News & Views
Standardising Metabolomics to Provide Safety Guidelines
Aug 13 2017
A new initiative to accelerate the use of metabolomics technology to improve safety assessment of chemicals has been launched by The European Centre for Ecotoxicology and Toxicology of Chemicals (ECETOC). Embracing the study of small molecules in biochemical pathways which sustain life by generating energy, or through building larger molecules such as DNA, metabolomics has the potential to transform chemical risk assessment by providing a deeper view of the molecular events underpinning toxicity than is currently possible. However, because it is so new, scientists do not yet have standard procedures for applying metabolomics or reporting its findings, both of which are needed for chemical risk assessment.
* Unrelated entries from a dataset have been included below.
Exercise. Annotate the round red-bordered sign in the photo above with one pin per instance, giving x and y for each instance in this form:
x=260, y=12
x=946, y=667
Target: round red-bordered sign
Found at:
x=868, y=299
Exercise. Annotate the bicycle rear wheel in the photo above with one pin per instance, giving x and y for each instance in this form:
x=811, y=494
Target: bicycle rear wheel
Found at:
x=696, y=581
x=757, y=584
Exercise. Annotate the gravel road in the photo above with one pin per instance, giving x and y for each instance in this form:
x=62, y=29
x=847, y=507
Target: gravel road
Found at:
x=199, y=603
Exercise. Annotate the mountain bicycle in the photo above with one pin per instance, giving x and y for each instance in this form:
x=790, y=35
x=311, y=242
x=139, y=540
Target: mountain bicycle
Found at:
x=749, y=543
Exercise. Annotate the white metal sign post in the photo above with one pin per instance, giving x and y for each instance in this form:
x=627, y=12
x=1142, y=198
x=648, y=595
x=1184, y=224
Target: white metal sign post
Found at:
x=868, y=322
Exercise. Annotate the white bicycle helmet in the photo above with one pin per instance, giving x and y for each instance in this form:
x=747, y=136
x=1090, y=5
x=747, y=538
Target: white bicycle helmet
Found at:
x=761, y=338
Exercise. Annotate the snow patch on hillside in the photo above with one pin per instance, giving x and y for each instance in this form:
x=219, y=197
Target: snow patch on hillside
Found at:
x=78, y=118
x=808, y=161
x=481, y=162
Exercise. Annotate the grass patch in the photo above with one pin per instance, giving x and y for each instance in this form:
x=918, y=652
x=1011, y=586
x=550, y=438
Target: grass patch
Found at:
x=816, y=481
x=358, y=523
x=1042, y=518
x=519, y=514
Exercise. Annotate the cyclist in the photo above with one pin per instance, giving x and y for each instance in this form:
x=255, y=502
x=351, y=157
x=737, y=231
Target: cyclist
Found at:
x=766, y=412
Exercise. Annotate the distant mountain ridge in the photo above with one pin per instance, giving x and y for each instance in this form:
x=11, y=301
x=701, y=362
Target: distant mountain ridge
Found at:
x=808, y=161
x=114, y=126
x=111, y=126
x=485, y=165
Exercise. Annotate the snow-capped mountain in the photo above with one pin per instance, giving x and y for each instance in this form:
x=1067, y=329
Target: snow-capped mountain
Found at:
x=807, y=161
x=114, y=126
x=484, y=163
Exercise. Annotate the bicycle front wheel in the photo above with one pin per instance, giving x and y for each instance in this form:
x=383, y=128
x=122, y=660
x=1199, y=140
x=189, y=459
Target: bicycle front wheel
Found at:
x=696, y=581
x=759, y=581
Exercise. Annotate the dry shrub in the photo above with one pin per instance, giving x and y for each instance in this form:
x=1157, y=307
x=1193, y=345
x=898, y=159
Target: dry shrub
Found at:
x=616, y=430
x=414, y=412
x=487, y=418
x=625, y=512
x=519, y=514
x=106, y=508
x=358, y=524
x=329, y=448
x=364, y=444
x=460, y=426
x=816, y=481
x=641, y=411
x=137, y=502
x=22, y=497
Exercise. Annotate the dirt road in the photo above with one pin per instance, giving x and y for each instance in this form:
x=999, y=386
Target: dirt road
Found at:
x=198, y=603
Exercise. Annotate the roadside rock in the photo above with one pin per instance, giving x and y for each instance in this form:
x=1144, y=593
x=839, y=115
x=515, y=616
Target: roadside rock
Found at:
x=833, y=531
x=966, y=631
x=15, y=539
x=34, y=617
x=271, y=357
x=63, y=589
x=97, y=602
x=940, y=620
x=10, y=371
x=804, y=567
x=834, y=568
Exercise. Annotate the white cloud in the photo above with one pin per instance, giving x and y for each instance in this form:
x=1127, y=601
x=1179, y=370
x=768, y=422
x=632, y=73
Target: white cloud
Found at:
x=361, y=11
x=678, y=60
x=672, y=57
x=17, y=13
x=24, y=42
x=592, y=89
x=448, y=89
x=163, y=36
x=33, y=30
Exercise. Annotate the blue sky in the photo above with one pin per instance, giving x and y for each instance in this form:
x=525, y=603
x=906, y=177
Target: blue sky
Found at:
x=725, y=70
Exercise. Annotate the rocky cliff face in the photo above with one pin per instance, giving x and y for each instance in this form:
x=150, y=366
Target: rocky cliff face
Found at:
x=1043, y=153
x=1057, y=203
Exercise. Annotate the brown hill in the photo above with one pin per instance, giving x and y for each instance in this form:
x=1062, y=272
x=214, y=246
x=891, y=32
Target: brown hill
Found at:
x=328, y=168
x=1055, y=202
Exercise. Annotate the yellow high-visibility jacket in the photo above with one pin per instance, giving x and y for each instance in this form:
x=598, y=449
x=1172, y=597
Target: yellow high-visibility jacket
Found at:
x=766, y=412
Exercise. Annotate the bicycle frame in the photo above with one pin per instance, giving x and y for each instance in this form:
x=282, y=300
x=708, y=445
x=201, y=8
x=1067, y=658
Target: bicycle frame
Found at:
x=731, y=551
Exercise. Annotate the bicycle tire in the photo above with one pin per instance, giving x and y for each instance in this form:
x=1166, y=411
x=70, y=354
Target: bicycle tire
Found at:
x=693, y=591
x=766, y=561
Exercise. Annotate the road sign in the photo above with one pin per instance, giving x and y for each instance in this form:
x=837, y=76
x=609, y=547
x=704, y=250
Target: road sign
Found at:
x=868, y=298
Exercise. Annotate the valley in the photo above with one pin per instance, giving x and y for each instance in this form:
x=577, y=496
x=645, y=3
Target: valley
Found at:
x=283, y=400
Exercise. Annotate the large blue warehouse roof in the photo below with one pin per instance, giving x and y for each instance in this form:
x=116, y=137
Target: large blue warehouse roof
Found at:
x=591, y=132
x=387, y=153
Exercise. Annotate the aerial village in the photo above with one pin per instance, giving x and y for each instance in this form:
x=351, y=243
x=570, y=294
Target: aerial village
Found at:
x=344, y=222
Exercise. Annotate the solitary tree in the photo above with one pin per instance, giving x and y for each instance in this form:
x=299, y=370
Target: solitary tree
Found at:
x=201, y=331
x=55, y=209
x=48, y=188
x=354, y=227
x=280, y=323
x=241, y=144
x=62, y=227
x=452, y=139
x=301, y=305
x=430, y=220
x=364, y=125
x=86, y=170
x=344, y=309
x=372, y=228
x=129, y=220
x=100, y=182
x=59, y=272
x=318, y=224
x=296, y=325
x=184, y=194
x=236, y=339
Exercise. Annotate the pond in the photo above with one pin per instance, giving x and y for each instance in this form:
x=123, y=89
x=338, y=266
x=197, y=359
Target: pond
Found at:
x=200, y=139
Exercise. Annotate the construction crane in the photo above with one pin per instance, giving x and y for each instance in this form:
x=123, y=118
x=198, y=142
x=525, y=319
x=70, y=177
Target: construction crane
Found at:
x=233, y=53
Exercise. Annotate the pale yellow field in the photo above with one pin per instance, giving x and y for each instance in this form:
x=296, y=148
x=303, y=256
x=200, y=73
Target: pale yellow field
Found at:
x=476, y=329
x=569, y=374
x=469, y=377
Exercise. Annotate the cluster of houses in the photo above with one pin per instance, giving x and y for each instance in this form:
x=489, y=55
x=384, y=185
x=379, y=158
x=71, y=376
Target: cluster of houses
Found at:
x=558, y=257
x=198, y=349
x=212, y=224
The MEtabolomics standaRds Initiative in Toxicology (MERIT) announced by ECETOC brings together a team of international experts to address this problem by defining best practices and minimum reporting requirements when metabolomics is used in regulatory toxicology. It comprises partners from industry, government agencies, regulators and academia, from across Europe and the USA, including the US EPA, US FDA, EFSA, UK HSL, BASF HE, Syngenta, Unilever, Imperial College London, University of Birmingham, VU University Amsterdam and the Metabolomics Society Data Standards Task Group.
Alan Poole, Secretary General of ECETOC explains that “Omics has enjoyed a great deal of success in research. Nevertheless, the use of omics data in regulatory assessment has been hindered by the different approaches to the acquisition and processing of the data which can lead to different outcomes, even from identical studies. By focusing on gene expression and metabolic phenotyping, we can gather significant complementary information on regulatory processes and downstream function – both critical to understanding mechanisms of toxicity”.
Mark Viant, Professor of Metabolomics in the School of Biosciences and co-chair of the new group states said: “We need to address all the roadblocks to translating this highly effective technology of metabolomics into mechanism-based chemical safety science.”
Co-chair Dr Tim Ebbels Reader in Computational Bioinformatics at Imperical College and also co-chair, added: “The MERIT project is a critical step towards that goal.”